Imagine this scenario: Your partner got a fabulous career opportunity with his or her company in a foreign country, and you move the whole family over to start a new life abroad. You’re sitting in a new environment with all the luxuries that you couldn’t afford back home such as a beautiful apartment in a chic part of town, private schools, exotic holidays, memberships to the swanky social clubs, and domestic help. But far from basking, you are feeling depressed, anxious, and isolated among all the trappings.
What Is There To Be Unhappy About?
Just about everything according to expat expert and writer Robin Pascoe. In her book Raising Global Nomads she states, “Few people are willing to shout this out loud, but culture shock and grief are closely related.”
When you relocate to a foreign country, you mourn for your former life just like you’ve lost a loved one. You’ve abandoned your life, family and friends. Nothing around you now is familiar. You miss everybody and everything that once orbited around your last place of residence.
You also left behind your culture and language, which strike a core of your essence, values and perspectives.
I recently conducted a research interview with over 40 expat participants. One of them said, “You feel a loss so deep that it is like you soul is split in two when you move to a new land.”
It is odd to think that you would grieve terribly for the familiarity of places and things in your life you left behind—things both intimate and commonplace such as schools, shops, places of worship, and routine activities. But it happens.
Why Leave If You Knew You’d Be Miserable?
Pascoe says, and I agree, that moving overseas is a life changing, enriching positive experience that shouldn’t be missed given the opportunity.
According to grief experts, when you uproot to a new location you have to work through it the grieving process in order to move on and enjoy the benefits of the adventure.
How Can You Say Goodbye To Your Home And Feel Peace Before The Move?
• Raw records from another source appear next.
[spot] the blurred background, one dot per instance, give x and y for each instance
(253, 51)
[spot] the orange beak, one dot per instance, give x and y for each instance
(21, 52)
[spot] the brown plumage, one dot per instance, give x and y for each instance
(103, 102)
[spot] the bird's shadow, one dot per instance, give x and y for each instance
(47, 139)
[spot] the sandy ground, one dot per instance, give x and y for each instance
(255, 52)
I recently spoke to Annabelle Breuer-Udo, a coaching colleague, who specializes in Leadership and Relationships coaching and is a Process Facilitator, about her recent experience moving from a small town in Germany to Munich and finally to America. Annabelle shared a wonderful process about about letting go of her former home to create a new place of happiness in her adopted city.
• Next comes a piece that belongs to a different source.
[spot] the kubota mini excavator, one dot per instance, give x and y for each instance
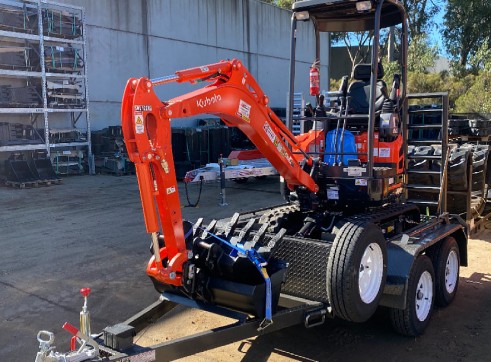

Annabelle wrote a gratitude letter to her life experiences in the former town thanking it for what she had experienced and loved about living there. She thanked all the places she used to visit such as cafés, shops and sport clubs stating the positive things they gave her and how she has to now let them go in order to open space for new experiences. Afterwards, she crumbled the letter and threw it in the river.
What Are The Benefits Of Writing A Letter Of Gratitude?
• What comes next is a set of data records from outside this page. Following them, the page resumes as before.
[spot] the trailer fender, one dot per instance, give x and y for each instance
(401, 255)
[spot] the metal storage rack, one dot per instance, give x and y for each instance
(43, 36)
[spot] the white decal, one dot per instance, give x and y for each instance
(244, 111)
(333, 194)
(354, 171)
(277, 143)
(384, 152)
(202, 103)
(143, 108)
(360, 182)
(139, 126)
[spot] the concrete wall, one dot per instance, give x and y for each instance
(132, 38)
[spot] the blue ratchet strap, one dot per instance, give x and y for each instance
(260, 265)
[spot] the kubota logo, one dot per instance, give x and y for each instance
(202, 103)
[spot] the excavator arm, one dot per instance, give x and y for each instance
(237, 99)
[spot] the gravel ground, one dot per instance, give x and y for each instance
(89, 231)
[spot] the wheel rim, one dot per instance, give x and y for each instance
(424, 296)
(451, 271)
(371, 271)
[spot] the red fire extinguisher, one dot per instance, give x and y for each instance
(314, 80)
I asked Annabelle how she felt after writing the letter. She said, “It allowed me to create space for new experiences. I came to a state of peace and balance in letting go of the old and opening a place for a new life. I have peace with my decision.”
Writing a farewell letter to your current residence thanking it for the gifts of joy and abundance it gave you before packing up is a great way to work through the emotions of letting go. The benefits are therapeutic which could ease some of the distress that comes with the move. It’s the first step to pave the way for a new adventure.
For some making a new home and diving deep into the new culture come as a welcome change. For others, they feel like lost souls wondering endlessly on a desert island. If you are feeling the latter, it is important to get counseling or coaching with a professional expat coach to work through all the stages of grief.
Over To You
What is your experience with relocating to a new place and saying goodbye to your former residence? I’d love to hear your thoughts and comments.